I'd pay for 8 yr old to go to afterschools until she's in the last year of primary.

TheStarOnTheChristmasTree Sun 24-Feb-19 15:48:03

I think it's fine and I've got the same age gap between DDs 2 & 3. DD2 has actually prefered DD3 to be with her most of the time rather than be home alone. My DC all get £100 a month allowance from starting secondary school. They pay for school lunches, their phone contracts, all non uniform clothes and shoes, all socialising, presents, etc. Keep a check of how much you're giving your teenagers over the course of a month and you might be shocked. I save money by giving them an allowance!

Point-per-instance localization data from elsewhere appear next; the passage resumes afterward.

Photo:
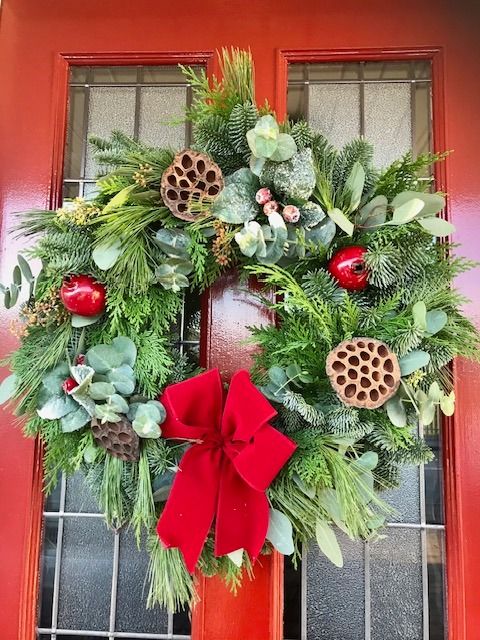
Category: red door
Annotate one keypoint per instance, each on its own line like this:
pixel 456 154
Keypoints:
pixel 39 43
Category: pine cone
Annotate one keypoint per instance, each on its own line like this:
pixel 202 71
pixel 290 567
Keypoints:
pixel 190 177
pixel 118 438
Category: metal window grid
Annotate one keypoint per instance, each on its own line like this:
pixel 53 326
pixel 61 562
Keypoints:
pixel 183 344
pixel 423 526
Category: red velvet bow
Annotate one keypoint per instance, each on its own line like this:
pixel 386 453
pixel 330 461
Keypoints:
pixel 226 472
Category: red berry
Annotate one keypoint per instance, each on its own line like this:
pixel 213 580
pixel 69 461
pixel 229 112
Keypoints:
pixel 263 196
pixel 348 267
pixel 291 213
pixel 69 385
pixel 83 295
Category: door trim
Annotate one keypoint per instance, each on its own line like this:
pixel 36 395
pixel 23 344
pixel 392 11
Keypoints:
pixel 452 451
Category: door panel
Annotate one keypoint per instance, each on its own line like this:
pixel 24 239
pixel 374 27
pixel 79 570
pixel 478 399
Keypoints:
pixel 36 41
pixel 394 588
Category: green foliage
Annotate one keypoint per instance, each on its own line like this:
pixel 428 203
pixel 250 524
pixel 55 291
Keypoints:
pixel 407 174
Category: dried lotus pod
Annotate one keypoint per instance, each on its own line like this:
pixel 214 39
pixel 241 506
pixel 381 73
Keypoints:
pixel 191 176
pixel 363 372
pixel 118 438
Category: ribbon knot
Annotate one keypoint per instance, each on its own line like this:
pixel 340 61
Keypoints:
pixel 223 476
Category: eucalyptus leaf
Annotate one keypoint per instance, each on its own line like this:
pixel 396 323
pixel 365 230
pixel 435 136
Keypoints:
pixel 407 211
pixel 105 255
pixel 447 404
pixel 126 348
pixel 103 358
pixel 308 491
pixel 435 321
pixel 328 544
pixel 368 460
pixel 173 242
pixel 8 388
pixel 437 226
pixel 341 221
pixel 119 199
pixel 396 412
pixel 419 312
pixel 56 407
pixel 353 188
pixel 25 268
pixel 75 420
pixel 285 149
pixel 433 203
pixel 123 379
pixel 101 390
pixel 280 532
pixel 236 557
pixel 412 361
pixel 17 276
pixel 373 213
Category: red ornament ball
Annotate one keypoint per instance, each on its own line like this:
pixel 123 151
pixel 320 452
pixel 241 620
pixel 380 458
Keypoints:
pixel 83 296
pixel 348 267
pixel 69 385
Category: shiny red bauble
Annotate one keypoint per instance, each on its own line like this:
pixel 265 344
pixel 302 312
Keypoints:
pixel 348 267
pixel 69 385
pixel 83 296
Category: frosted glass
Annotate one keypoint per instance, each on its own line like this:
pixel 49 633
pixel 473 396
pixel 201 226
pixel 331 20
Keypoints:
pixel 110 108
pixel 396 586
pixel 159 108
pixel 405 499
pixel 132 614
pixel 86 575
pixel 334 110
pixel 335 597
pixel 388 120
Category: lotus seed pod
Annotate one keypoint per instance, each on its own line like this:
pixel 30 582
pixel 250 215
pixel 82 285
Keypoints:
pixel 363 372
pixel 191 177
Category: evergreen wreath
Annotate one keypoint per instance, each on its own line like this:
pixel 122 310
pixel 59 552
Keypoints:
pixel 368 321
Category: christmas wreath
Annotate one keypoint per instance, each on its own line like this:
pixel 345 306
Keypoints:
pixel 368 323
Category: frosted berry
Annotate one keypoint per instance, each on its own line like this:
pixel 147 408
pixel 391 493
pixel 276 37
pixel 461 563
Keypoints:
pixel 270 207
pixel 291 213
pixel 263 196
pixel 69 385
pixel 348 267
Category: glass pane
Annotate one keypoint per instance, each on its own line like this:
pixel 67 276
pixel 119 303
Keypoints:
pixel 334 110
pixel 388 119
pixel 396 586
pixel 162 111
pixel 132 614
pixel 85 575
pixel 110 108
pixel 335 597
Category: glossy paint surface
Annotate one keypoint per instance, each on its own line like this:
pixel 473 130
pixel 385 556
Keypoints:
pixel 36 41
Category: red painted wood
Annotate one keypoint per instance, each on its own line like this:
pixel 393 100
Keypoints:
pixel 33 35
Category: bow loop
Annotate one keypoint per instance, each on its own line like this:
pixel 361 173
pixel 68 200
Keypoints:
pixel 224 474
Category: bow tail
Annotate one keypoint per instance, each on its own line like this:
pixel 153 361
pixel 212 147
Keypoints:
pixel 190 508
pixel 242 515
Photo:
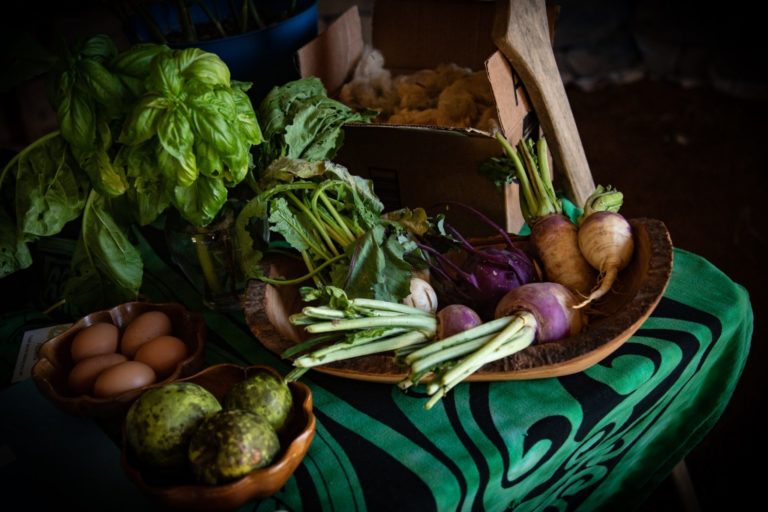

bananamonkey Sun 24-Feb-19 15:53:05

I did this from 12 but collecting them (2 siblings) from a different school till my mum got home at 5.30 and giving them (pre-made) dinner sometimes, I was super sensible and it stopped when they went to secondary and could walk themselves home. Was not paid although I got pocket money (£5 week 20-odd year’s ago, not sure what that’d be now!).

O4FS Sun 24-Feb-19 15:59:02

I don’t think you should pay here, but I do think you should show her how much you appreciate it from time to time - shopping trip, wad of cash, treat her and a friend to a trip out. That would be lovely for her.

Nat6999 Sun 24-Feb-19 16:19:48

I used to care for my 6 years younger brother after school & during school holidays from being 14. During term time it was only an hour or so after school, during the school holidays my mum would leave us in bed, go to work early & be home by 1.30ish. It never bothered me, my brother would very often go to a nearby friends house to play or bring his friends to play in the garden.